A Journey through a Federated Valley to Painless Federated Learning
Title of the Talk:A Journey through a Federated Valley to Painless Federated Learning
Speaker: Dr.Bapi Chatterjee
Host Faculty: Prof. M.V Pandu Ranga Rao
Date: January 07, 2025
Time: 03:00 pm
Venue: LHC-11
Abstract In this talk, we will walk through the developments in Federated Learning over the last few years. We will discuss the challenges of training a machine learning model in the federated setting and the algorithms to address them. The talk will discuss the motivations and highlights of the algorithms FedAvg, FedProx, Scaffold, FedAdam, FedProto, and others. This journey will underline the additional tunable hyperparameters on the server to determine the scaling factor in some methods. To address that, two new algorithms are proposed. In the first method, we establish that a descent-ensuring step-size regime at the clients ensures descent for the server objective; thereby, it enables linear convergence for strongly convex federated objectives even with partial client participation.

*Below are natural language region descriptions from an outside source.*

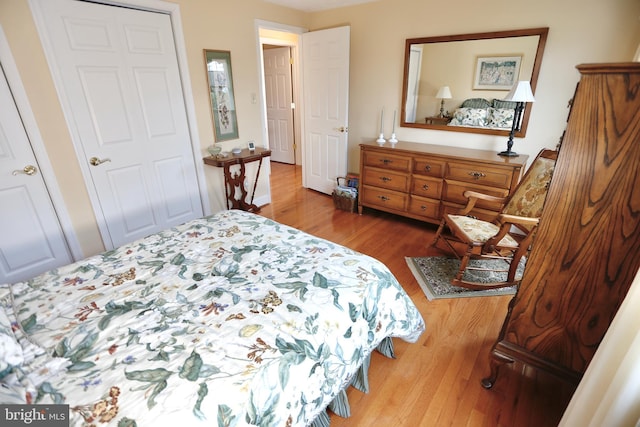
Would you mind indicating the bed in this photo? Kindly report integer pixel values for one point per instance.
(228, 320)
(482, 113)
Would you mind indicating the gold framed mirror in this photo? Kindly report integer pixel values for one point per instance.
(448, 79)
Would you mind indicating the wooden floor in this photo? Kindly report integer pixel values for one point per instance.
(435, 381)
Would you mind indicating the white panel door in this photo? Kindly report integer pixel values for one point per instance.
(326, 97)
(119, 82)
(279, 98)
(32, 241)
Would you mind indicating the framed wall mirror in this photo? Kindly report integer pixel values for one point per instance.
(458, 82)
(222, 100)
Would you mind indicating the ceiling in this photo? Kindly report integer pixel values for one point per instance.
(316, 5)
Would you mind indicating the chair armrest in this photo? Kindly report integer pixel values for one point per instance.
(469, 194)
(518, 220)
(474, 196)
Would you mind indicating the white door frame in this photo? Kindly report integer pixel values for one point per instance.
(296, 78)
(173, 11)
(37, 144)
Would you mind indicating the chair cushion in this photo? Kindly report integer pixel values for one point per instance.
(530, 195)
(477, 230)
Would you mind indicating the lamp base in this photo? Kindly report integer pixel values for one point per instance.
(508, 153)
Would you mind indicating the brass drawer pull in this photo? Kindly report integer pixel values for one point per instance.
(477, 175)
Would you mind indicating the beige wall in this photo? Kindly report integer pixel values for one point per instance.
(580, 31)
(207, 24)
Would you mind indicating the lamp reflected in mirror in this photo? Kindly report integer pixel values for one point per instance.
(520, 94)
(443, 93)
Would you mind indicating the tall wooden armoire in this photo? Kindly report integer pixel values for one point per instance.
(587, 249)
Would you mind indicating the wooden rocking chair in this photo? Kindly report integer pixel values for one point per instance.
(507, 237)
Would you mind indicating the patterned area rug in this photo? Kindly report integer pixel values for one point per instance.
(434, 276)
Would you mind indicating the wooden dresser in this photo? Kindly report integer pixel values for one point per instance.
(423, 181)
(587, 248)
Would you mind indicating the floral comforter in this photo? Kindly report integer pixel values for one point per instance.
(227, 320)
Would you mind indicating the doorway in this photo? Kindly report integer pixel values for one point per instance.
(321, 113)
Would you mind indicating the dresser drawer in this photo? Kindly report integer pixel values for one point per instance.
(428, 166)
(427, 187)
(483, 214)
(384, 198)
(389, 179)
(387, 161)
(427, 208)
(480, 174)
(454, 192)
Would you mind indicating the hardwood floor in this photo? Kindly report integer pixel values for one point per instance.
(435, 381)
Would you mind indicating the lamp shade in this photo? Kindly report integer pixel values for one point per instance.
(444, 93)
(520, 92)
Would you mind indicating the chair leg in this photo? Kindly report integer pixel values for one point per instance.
(463, 266)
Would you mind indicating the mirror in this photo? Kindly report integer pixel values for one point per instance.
(479, 70)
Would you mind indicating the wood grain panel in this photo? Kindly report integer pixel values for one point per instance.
(587, 250)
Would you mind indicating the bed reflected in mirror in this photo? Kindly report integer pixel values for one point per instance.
(478, 71)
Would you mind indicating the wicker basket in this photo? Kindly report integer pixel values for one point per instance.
(344, 202)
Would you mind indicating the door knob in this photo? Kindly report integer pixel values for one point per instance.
(28, 170)
(94, 161)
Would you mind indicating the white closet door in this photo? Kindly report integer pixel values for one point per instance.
(32, 240)
(117, 76)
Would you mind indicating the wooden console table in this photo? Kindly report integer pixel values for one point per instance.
(236, 180)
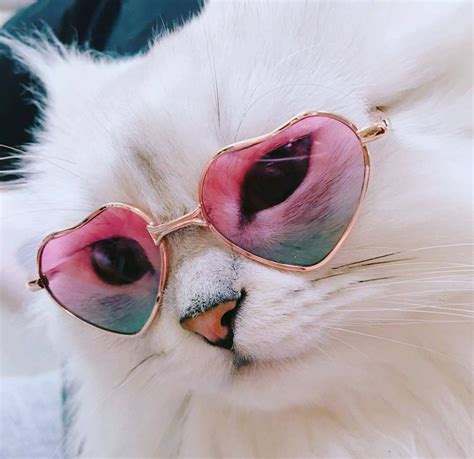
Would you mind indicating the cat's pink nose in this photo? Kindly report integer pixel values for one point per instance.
(214, 324)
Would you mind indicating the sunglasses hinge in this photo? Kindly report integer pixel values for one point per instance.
(374, 131)
(35, 285)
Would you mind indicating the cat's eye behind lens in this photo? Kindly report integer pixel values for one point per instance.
(106, 271)
(290, 197)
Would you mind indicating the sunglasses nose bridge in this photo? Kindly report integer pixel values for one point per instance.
(194, 218)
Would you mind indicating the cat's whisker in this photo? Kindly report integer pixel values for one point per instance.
(349, 345)
(402, 343)
(404, 310)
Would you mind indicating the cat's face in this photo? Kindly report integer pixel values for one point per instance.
(142, 131)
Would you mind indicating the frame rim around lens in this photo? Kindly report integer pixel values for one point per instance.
(256, 140)
(162, 247)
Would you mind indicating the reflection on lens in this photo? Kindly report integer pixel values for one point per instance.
(289, 198)
(106, 272)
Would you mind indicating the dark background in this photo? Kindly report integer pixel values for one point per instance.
(114, 27)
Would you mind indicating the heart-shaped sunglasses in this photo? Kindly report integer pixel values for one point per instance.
(287, 199)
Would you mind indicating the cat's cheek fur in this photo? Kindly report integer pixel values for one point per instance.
(141, 132)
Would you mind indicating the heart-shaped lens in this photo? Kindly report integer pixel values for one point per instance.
(290, 197)
(106, 271)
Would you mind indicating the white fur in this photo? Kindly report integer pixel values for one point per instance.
(141, 130)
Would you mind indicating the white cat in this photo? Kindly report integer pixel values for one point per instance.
(371, 356)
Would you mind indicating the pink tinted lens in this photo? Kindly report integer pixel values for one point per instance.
(106, 272)
(290, 197)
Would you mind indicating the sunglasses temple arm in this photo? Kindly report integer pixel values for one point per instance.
(374, 131)
(36, 285)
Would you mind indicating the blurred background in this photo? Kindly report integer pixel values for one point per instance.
(23, 350)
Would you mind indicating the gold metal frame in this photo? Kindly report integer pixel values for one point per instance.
(199, 217)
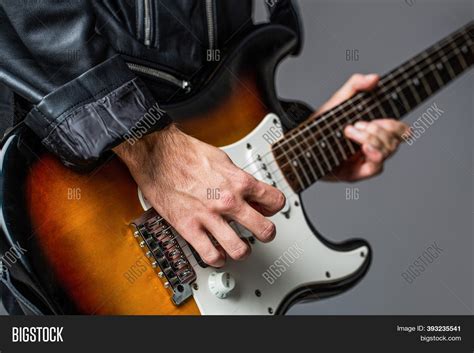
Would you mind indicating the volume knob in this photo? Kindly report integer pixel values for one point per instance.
(221, 284)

Our second method introduces an approach for linearization of the federated objective to compute the scaling factor. We will see that the empirical results show that the proposed methods perform at par or better than the popular federated learning algorithms for both convex and non-convex problems.
Speaker Profile:
Bapi Chatterjee is an Assistant Professor at IIIT Delhi. His research focuses on scalable algorithms for Distributed and Federated Machine Learning, Concurrent Data Structures, and Learned Data Structures. He has authored or co-authored publications that appeared at venues such as the PODC, AAAI, DISC, IPDPS, ICDCS, Theoretical Computer Science (TCS) Journal, etc. Before joining IIIT Delhi, he worked as a Postdoc Fellow at the Institute of Science and Technology Austria. Before that, he worked as a researcher at IBM India Research Lab. He earned a Ph.D. in Computer Science and Engineering from Chalmers University of Technology, Gothenburg, Sweden.